The final rule establishes that to the extent the provisions of the rule require changes to health
insurance or group health plan benefit design, such provisions have an applicability date of the
first day of the first plan year (in the individual market, policy year) beginning on or after
January 1, 2017.
− Complaints against Third-Party Administrators (TPAs): The proposed rule noted that where an
entity acts as a TPA for a health plan, OCR would engage in a case-by-case analysis to
determine coverage under Section 1557. The final rule states that OCR will investigate the
TPA when the alleged discrimination is in the administration of the plan; where the alleged
discrimination is in benefit design, OCR will process the complaint against the employer/plan
sponsor and typically will refer the matter to the Equal Employment Opportunity Commission
(EEOC) if OCR lacks jurisdiction over the employer.

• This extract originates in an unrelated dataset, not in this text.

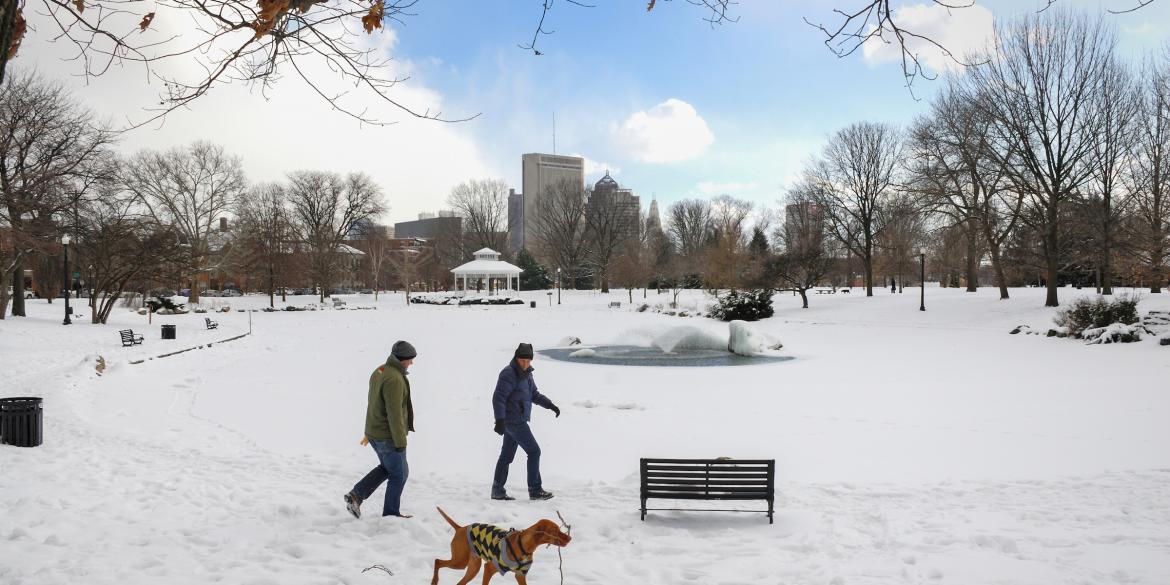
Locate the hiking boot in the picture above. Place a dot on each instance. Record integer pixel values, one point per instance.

− Standards for single sex programs: The proposed rule sought comment on the standard for
evaluating single sex health programs. The final rule allows these programs only where a
covered entity has an exceedingly persuasive justification.
− Language access: Covered entities are encouraged to develop a language access plan.
For more information about Section 1557, including factsheets on key provisions and frequently asked
questions, visit
http://www.hhs.gov/civil-rights/for-individuals/section-1557.
What does this mean?
For Black Trans people
Half of 137,501 covered entities are expected to revise their policies to stop prohibiting discrimination on the basis of gender identity. OCR considers this a benefit of the rule: organizations will have lower labor costs and lower litigation costs because they will no longer have to process grievances or defend against lawsuits brought by transgender people.
The proposed rule would entirely eliminate the definitions section of the current rule. OCR would no longer define key terms like “on the basis of sex” and “covered entity.” Because many of these terms were defined broadly, eliminating these definitions would remove explicit references to protected classes or specific protections and benefits.
For religious minority groups
Under Section 1303, health plans are not required to cover abortion services as part of the essential health benefits package and cannot discriminate against providers or facilities because of their unwillingness to provide, pay for, cover, or refer for abortions.
Medicare Advantage plans and Medicaid managed care organizations cannot be compelled to provide, reimburse for, or cover counseling or referrals that they object to on moral or religious grounds.